E eu não quero que seja. Apenas acho que está na hora de você se divertir um pouco. Você sempre se envolve com idiotas que só querem se aproveitar do seu corpo incrível. Apenas uma vez na vida, aproveite o Deus Grego que as divindades estão oferecendo a você. Eu tenho certeza de que você não vai se arrepender. – Aconselha Beth, dando aquele sorriso encorajador que sabia que mexia com a irmã. Ela apenas queria que Sam parasse um pouco de se preocupar tanto com o trabalho e se divertisse também.

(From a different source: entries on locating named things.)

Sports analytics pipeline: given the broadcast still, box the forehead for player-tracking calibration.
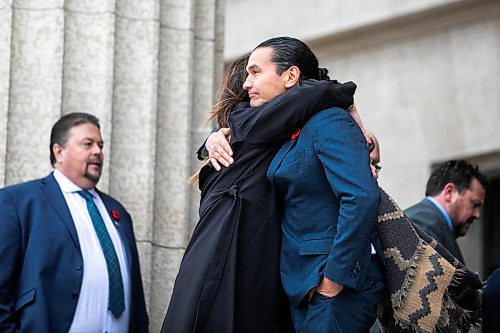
[247,47,274,69]
[68,123,101,141]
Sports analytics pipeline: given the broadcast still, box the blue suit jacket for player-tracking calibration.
[267,108,382,307]
[0,174,148,333]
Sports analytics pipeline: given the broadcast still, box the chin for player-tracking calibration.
[250,99,264,108]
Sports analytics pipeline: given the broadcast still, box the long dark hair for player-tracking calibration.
[207,53,250,128]
[255,37,329,82]
[188,53,250,185]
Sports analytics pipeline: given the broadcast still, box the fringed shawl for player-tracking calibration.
[377,189,483,332]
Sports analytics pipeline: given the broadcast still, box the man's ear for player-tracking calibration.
[52,143,64,163]
[442,183,458,202]
[285,66,300,89]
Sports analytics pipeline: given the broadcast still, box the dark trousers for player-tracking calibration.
[291,256,384,333]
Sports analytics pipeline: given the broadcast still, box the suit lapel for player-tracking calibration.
[41,174,80,249]
[267,138,298,184]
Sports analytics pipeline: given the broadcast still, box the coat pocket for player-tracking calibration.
[299,237,333,256]
[14,288,36,312]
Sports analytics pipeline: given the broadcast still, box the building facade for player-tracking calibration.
[224,0,500,277]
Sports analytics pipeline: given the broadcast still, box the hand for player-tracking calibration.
[205,128,234,171]
[316,276,344,297]
[370,159,378,179]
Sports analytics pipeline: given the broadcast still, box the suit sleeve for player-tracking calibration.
[0,190,22,332]
[230,80,356,144]
[314,108,380,289]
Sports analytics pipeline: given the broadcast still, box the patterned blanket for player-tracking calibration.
[377,189,483,332]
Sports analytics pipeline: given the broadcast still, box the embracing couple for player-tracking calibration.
[162,37,384,333]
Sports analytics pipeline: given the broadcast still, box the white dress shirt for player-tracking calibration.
[54,169,130,333]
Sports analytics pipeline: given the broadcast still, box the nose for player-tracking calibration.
[92,143,102,155]
[243,75,253,90]
[472,208,481,220]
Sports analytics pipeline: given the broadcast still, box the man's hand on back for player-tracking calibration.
[205,128,234,171]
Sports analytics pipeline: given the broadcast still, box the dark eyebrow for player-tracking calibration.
[247,64,259,72]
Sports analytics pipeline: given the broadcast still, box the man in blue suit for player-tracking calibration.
[0,113,148,333]
[206,37,384,333]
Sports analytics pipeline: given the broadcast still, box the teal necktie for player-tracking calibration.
[78,191,125,318]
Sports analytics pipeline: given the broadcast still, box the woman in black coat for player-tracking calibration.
[162,55,356,333]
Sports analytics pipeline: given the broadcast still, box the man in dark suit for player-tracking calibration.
[405,160,487,263]
[0,113,148,333]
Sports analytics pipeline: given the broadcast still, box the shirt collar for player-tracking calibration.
[426,197,453,230]
[54,169,97,198]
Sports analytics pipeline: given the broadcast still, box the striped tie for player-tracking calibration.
[78,191,125,318]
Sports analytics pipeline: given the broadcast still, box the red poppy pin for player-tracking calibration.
[111,209,120,225]
[290,128,300,140]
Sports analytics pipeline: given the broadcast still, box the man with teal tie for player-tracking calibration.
[0,113,148,333]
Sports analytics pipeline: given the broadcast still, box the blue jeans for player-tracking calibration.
[291,258,384,333]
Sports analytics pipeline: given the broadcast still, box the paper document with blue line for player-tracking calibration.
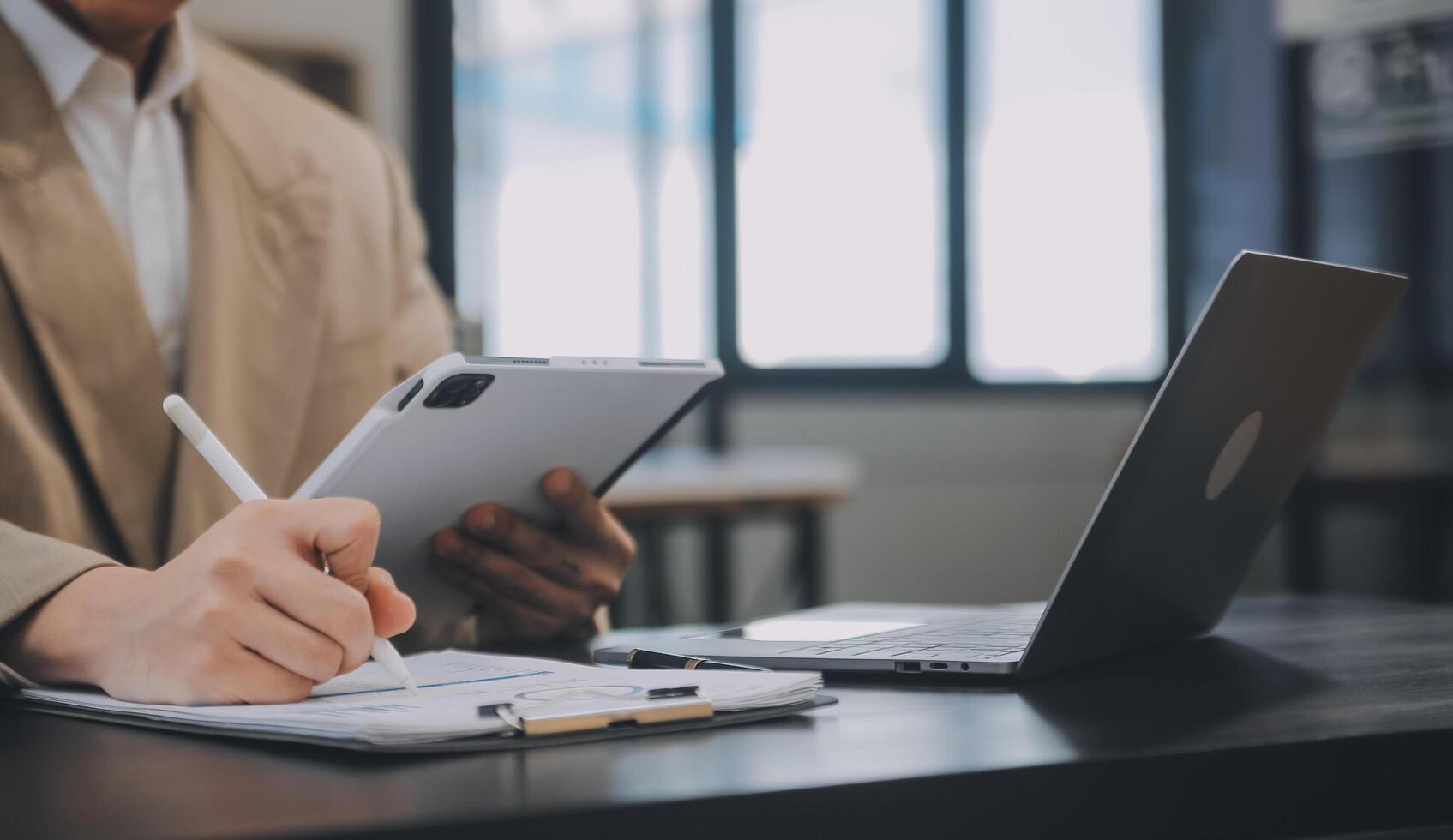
[21,650,822,744]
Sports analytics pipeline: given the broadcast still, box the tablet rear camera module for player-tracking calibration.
[424,374,494,408]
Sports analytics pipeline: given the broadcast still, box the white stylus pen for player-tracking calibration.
[161,393,418,694]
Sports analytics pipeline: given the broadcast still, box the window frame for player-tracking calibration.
[414,0,1187,393]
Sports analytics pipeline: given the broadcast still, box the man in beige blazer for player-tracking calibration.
[0,0,633,702]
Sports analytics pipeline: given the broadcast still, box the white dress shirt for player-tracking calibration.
[0,0,196,381]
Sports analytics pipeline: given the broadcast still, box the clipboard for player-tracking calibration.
[10,694,837,756]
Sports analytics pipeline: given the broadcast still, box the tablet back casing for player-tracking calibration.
[293,353,722,618]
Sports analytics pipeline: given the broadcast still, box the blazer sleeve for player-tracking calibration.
[0,520,121,694]
[379,141,453,381]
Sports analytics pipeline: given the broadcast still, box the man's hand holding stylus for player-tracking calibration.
[0,499,414,704]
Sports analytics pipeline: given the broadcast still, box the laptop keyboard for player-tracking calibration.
[784,612,1039,661]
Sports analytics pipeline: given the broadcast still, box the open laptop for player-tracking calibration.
[596,251,1407,677]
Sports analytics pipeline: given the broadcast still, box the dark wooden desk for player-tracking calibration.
[0,599,1453,840]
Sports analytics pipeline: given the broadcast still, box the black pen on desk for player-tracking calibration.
[627,648,772,671]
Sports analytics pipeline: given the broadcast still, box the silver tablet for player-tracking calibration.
[293,353,722,618]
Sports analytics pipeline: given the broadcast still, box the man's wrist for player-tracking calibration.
[0,566,147,685]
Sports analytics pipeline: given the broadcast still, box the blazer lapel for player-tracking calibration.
[170,39,331,551]
[0,23,174,567]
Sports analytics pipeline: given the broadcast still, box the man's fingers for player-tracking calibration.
[464,501,555,556]
[255,562,374,671]
[435,529,590,612]
[207,645,312,704]
[541,466,635,562]
[363,568,418,638]
[232,600,343,683]
[280,499,382,591]
[433,560,562,642]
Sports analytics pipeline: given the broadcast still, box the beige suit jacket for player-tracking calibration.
[0,21,450,670]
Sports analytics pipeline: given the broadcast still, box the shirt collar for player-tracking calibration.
[0,0,196,109]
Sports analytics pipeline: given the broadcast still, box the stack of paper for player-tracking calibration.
[21,651,822,744]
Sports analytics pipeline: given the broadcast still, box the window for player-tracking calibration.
[452,0,1167,385]
[736,0,949,368]
[968,0,1165,382]
[455,0,715,357]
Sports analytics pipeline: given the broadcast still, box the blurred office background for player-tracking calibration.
[190,0,1453,621]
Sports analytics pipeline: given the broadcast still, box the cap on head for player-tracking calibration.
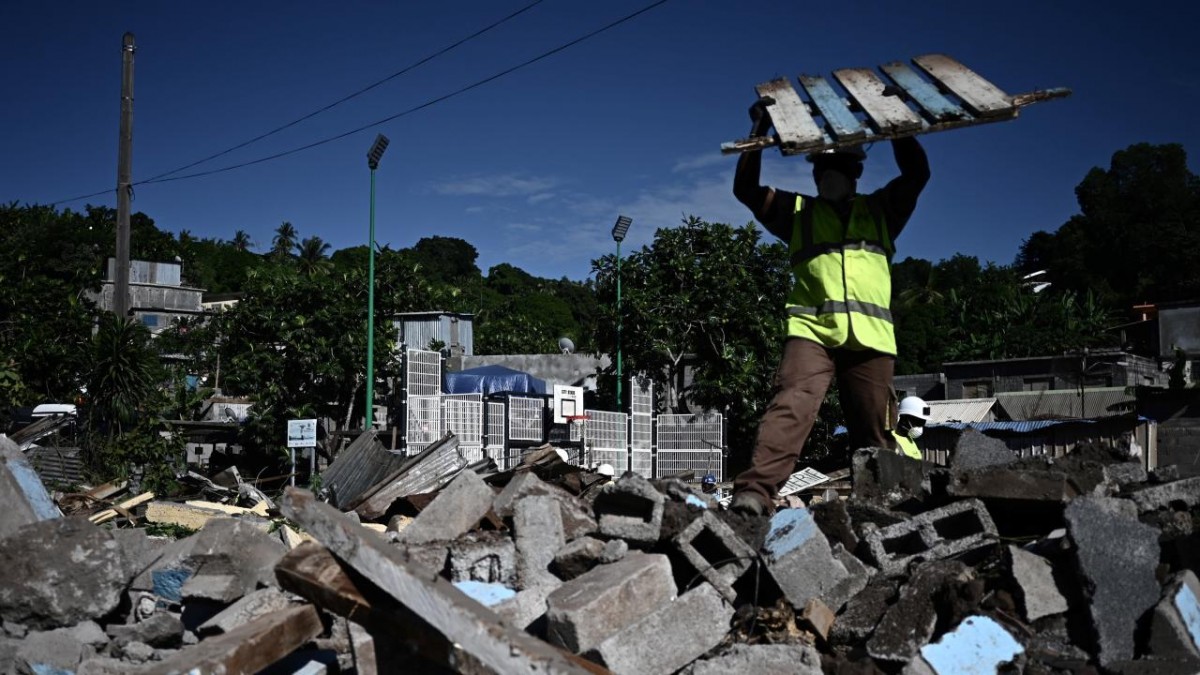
[900,396,931,422]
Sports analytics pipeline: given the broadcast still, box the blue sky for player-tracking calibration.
[0,0,1200,279]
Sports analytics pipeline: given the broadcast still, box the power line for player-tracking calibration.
[50,0,667,199]
[142,0,545,183]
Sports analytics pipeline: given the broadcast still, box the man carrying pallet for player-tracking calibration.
[730,101,929,514]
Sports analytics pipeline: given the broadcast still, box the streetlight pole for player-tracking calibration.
[612,216,634,412]
[362,133,388,430]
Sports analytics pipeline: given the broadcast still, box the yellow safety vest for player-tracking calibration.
[892,430,924,460]
[787,195,896,356]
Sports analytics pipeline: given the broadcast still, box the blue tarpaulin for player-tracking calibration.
[446,365,546,396]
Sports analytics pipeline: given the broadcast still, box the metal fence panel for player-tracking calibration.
[404,350,442,396]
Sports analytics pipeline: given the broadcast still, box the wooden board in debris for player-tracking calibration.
[721,54,1070,155]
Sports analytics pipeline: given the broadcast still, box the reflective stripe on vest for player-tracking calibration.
[787,195,896,354]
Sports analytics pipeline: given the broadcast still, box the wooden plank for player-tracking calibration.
[833,68,922,135]
[800,74,866,141]
[912,54,1016,118]
[275,542,491,673]
[139,604,323,675]
[282,486,604,674]
[880,61,970,123]
[755,77,824,155]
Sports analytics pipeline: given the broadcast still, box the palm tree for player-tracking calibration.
[229,229,253,251]
[271,221,300,256]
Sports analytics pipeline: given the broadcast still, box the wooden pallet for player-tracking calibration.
[721,54,1070,155]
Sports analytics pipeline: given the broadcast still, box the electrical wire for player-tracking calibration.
[49,0,667,200]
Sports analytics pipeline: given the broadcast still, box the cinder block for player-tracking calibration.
[512,496,566,589]
[914,616,1025,675]
[595,584,733,675]
[546,552,676,653]
[866,560,972,663]
[1008,546,1068,621]
[691,644,823,675]
[762,508,850,609]
[593,473,664,544]
[450,532,517,585]
[400,471,496,544]
[674,510,757,602]
[866,500,997,575]
[1064,497,1159,665]
[1148,569,1200,659]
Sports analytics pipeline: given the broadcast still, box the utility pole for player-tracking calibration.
[113,32,133,321]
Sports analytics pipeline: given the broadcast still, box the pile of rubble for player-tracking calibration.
[0,431,1200,675]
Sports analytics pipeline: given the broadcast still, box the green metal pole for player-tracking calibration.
[617,241,624,412]
[362,169,374,429]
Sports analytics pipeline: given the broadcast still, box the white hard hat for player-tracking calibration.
[900,396,930,422]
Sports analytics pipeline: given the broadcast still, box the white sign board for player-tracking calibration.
[288,419,317,448]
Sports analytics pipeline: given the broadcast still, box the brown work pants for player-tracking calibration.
[733,338,895,504]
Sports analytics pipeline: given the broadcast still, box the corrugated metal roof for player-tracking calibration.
[996,387,1136,419]
[925,399,996,424]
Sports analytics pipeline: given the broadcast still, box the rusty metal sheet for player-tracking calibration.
[755,78,824,151]
[800,74,866,141]
[912,54,1016,118]
[880,61,971,123]
[833,68,922,133]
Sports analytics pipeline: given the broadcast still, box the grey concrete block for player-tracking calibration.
[866,560,972,663]
[1128,476,1200,513]
[1064,497,1159,664]
[1008,546,1068,621]
[196,589,292,634]
[674,510,757,602]
[595,584,733,675]
[684,644,823,675]
[512,496,566,589]
[593,473,665,544]
[546,552,676,653]
[762,508,850,611]
[1148,569,1200,659]
[865,500,997,574]
[0,518,137,628]
[450,532,517,585]
[400,471,496,544]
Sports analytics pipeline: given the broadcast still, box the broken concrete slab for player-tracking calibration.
[866,560,972,663]
[674,510,757,603]
[865,500,997,574]
[1064,497,1159,664]
[1148,569,1200,659]
[593,473,666,544]
[683,644,823,675]
[400,471,496,544]
[595,584,733,675]
[905,616,1025,675]
[546,552,676,653]
[0,434,62,539]
[0,518,138,628]
[450,532,517,585]
[281,488,600,674]
[762,508,850,609]
[512,495,566,589]
[1008,546,1068,621]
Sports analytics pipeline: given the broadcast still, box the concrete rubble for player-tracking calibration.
[0,432,1200,675]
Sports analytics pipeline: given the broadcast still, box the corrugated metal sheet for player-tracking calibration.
[925,399,996,424]
[996,387,1136,419]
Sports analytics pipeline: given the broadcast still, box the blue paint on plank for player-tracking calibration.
[1175,584,1200,649]
[455,581,517,607]
[762,508,824,562]
[7,458,61,520]
[920,616,1025,675]
[881,62,971,121]
[800,76,866,141]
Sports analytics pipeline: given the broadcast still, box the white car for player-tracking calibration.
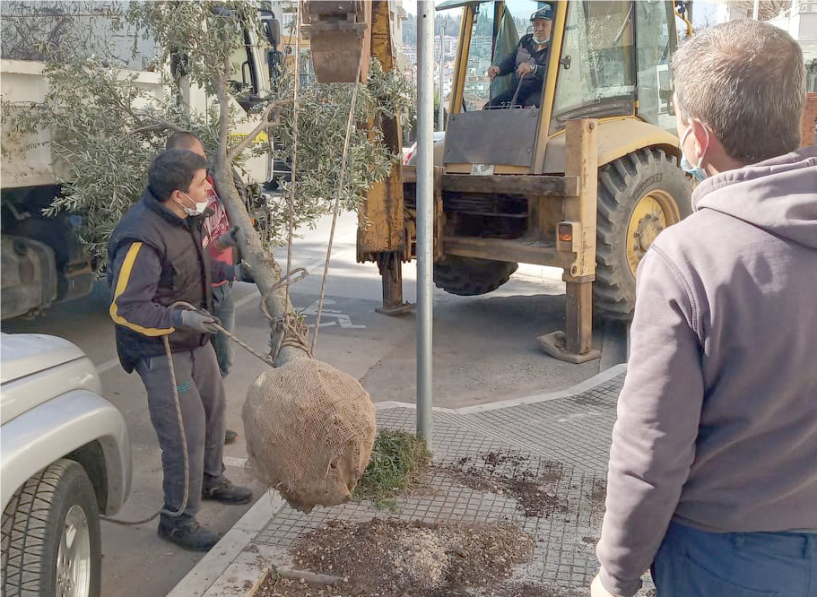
[0,333,131,597]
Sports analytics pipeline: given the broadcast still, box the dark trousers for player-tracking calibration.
[136,342,225,525]
[212,283,235,377]
[652,522,817,597]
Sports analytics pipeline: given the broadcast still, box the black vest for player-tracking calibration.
[108,189,213,373]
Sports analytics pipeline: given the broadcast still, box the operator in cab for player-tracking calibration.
[486,4,553,108]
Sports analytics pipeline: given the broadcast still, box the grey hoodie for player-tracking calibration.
[597,147,817,597]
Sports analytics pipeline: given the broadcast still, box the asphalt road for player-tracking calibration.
[0,215,626,597]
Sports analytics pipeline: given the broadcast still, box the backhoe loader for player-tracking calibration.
[308,0,692,362]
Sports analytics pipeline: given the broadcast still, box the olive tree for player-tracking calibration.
[0,0,412,364]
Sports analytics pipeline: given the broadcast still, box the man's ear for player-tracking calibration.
[689,119,712,155]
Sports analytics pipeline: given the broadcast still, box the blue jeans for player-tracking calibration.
[652,522,817,597]
[212,283,235,377]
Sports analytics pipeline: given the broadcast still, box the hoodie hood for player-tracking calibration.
[692,146,817,248]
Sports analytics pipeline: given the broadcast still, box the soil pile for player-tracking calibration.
[259,519,534,597]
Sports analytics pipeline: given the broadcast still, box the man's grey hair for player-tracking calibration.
[672,20,806,164]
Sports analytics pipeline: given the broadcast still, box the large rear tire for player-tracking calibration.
[0,459,102,597]
[593,148,692,320]
[434,256,519,296]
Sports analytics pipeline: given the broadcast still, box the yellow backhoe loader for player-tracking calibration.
[307,0,692,362]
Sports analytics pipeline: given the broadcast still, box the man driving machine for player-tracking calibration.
[487,4,553,108]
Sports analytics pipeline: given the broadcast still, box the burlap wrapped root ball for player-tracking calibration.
[242,358,376,513]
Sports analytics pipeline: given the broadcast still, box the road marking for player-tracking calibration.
[96,359,119,375]
[223,456,247,468]
[303,299,366,330]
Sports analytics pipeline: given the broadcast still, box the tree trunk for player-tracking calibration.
[213,165,309,367]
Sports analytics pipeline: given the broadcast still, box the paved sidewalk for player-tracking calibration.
[168,365,649,597]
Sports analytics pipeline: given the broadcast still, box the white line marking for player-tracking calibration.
[96,359,119,375]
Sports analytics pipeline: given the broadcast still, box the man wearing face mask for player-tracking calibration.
[108,149,252,551]
[591,20,817,597]
[488,4,553,108]
[165,131,253,444]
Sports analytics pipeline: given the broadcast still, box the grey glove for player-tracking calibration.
[216,226,241,249]
[235,261,255,283]
[174,309,220,334]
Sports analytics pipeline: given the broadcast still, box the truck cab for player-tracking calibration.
[0,0,282,320]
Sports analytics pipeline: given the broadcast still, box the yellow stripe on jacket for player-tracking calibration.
[110,242,176,337]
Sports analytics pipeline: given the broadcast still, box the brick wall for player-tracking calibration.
[800,93,817,147]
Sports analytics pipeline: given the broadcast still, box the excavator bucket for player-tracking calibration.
[302,0,371,83]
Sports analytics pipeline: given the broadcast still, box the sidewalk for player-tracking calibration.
[168,365,649,597]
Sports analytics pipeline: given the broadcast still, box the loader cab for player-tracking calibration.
[444,0,677,174]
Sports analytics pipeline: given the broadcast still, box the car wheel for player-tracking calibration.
[0,459,102,597]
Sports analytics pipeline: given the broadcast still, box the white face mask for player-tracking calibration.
[176,191,207,217]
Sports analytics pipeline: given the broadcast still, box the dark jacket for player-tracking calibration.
[108,189,213,373]
[497,33,550,106]
[598,147,817,596]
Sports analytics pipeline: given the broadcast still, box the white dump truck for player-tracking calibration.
[0,0,281,320]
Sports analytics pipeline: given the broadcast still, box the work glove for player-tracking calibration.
[216,226,241,249]
[235,261,255,284]
[173,309,221,334]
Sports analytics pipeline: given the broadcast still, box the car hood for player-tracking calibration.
[0,333,85,385]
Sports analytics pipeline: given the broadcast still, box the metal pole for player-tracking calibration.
[417,0,434,449]
[437,26,445,131]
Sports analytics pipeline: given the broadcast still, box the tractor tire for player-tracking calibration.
[593,148,692,320]
[434,256,519,296]
[0,459,102,597]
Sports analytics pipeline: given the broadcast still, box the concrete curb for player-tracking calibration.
[375,363,627,415]
[167,364,627,597]
[167,491,286,597]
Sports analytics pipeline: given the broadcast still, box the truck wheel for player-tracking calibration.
[434,256,519,296]
[593,148,692,320]
[0,459,102,597]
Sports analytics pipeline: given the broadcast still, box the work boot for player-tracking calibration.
[201,479,252,506]
[159,520,218,551]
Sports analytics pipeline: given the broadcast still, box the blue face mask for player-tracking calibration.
[681,124,709,182]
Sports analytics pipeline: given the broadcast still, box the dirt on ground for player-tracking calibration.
[443,452,567,518]
[257,518,534,597]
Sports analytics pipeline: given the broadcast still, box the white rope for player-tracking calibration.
[309,64,361,355]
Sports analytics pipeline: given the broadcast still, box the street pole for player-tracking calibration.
[416,0,434,449]
[437,28,445,131]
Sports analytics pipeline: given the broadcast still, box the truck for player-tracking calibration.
[0,0,282,320]
[0,333,131,597]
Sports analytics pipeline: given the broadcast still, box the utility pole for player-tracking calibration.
[437,29,445,131]
[416,0,435,450]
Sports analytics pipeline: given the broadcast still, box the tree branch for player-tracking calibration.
[227,101,287,163]
[131,120,184,135]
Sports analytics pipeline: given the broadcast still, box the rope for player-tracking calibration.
[261,267,312,360]
[309,64,361,354]
[284,0,303,312]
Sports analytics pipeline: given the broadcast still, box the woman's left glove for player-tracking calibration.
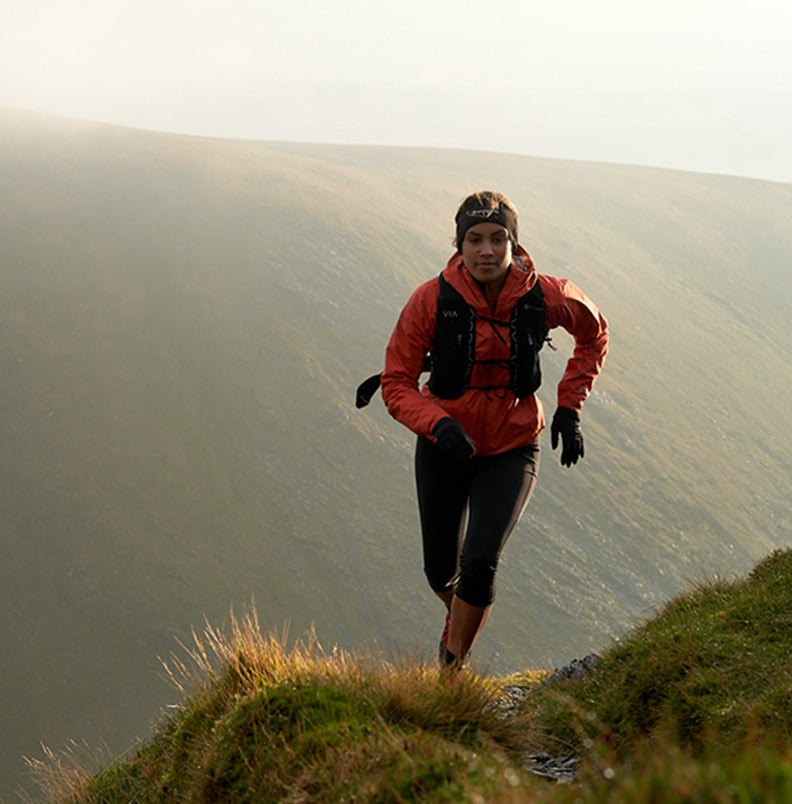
[550,407,584,466]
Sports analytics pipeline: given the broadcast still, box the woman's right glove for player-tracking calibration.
[432,416,476,461]
[550,406,585,466]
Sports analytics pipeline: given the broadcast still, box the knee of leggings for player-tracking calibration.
[456,559,498,606]
[424,567,457,594]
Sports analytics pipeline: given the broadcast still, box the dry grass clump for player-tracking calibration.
[26,610,544,802]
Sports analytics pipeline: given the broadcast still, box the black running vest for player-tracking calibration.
[428,274,548,399]
[355,274,548,408]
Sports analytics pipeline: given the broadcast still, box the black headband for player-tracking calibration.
[456,206,517,253]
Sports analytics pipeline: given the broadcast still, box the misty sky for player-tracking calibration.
[0,0,792,182]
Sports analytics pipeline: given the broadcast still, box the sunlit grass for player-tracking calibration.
[31,552,792,804]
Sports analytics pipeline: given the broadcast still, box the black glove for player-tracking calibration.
[550,407,585,466]
[432,416,476,461]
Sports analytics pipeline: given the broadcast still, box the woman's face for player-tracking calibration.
[462,223,512,293]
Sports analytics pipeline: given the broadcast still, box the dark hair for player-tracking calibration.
[454,190,520,252]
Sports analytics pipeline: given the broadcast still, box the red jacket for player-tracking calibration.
[382,246,608,455]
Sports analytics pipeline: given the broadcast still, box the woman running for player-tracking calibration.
[381,191,608,671]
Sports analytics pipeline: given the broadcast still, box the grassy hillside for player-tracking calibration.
[31,552,792,804]
[0,110,792,795]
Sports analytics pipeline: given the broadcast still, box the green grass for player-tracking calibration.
[26,552,792,804]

O rapaz volta a se sentar ao lado de Sam e coloca o cinto de segurança. Ele dá um sorriso de lateral que a loira achou adorável e volta a colocar os fones de ouvido para assistir ao documentário sobre trens. Sam o observa mais uma vez, pensando sobre o que a irmã havia falado. Apesar de tudo, ela não podia negar que se sentia atraída pelo bonito rapaz ao seu lado. E já nem lembrava mais a última vez que ela havia transado e tudo se devia a sua falta de tempo.

Mesmo tendo um namorado, Sam nunca escondeu a sua preferência por dedicar mais do seu tempo ao trabalho do que a Jonah. Como consequência, como o próprio idiota havia usado para se justificar, ela se tornou a corna do ano. Obviamente, ela não deixou a situação passar em branco e o ex-namorado acabou com a perna quebrada, várias escoriações pelo corpo e a amada moto dele destruída.

Ela acabou na polícia e precisou ouvir horas de sermão do pai, mas valeu totalmente a pena. Teria feito ainda pior se os vizinhos do babaca não tivessem ficado com dó por ele ficar gritando o nome da mãe dele aos prantos, enquanto apanhava violentamente da garota com sua inseparável meia de manteiga.

Vamos lá, Sammy. Estou vendo nos seus olhos que você quer isso. O que você tem a perder? – Pergunta Beth, sorrindo animada ao ver que a irmã mais nova estava mesmo considerando a ideia. Sam era sempre muito contida e tímida quando o assunto era sexo. Saber que ela realmente pensava em aproveitar a chance a animava.

- Não sei. Talvez eu seja detida mais uma vez por atentado ao pudor? – Sugere Sam em tom de sussurro.

E desde quando isso te impediu de fazer as coisas? Você vai ver que é muito mais excitante quando não se pode ser descoberto. – Ao ver que a irmã ainda hesitava, Beth sorri e resolve usar sua cartada final. Ela suspira e encara Sam em uma espécie de decepção. – Bom, se você está com tanto medo assim, é melhor não fazer mesmo.

- Eu não estou com medo! – Resmunga, revoltada com a afirmação da irmã. – Eu não tenho medo de nada.

Eu estou vendo o medo nos seus olhos, Sammy. Está tudo bem. Você não precisa fazer isso. Eu me sentiria mal se você fosse e acabasse desistindo, porque ficou com medo. – Beth precisa se segurar para não rir. Não importa qual idade sua amada irmã mais nova tenha, ela sempre teria esse lado infantil que não aceita ser subestimada.

- Isso não é verdade. Eu posso fazer isso se eu quiser. – Afirma Sam, cruzando os braços como uma criança nervosa, sem nem mesmo notar que estava caindo no jogo da irmã.

Ah, é mesmo? Então eu duvido que você transe com o gostosão do seu lado. – E lá estava a palavra chave. Duvidar. Sam fazia o que fosse necessário para provar que estava certa. Mesmo que isso significasse fazer uma estupidez que poderia se arrepender depois.

- Pode apostar que eu vou fazer isso. – Responde decidida. Beth abre um sorriso malicioso.

Tudo bem. Eu coloquei um preservativo no bolso pequeno da sua bolsa. Use com sabedoria. – Revela Beth, alargando ainda mais ao ver a revolta presente nos olhos da caçula. – Tchau. Amo você! Me conte tudo quando pousar em Paris!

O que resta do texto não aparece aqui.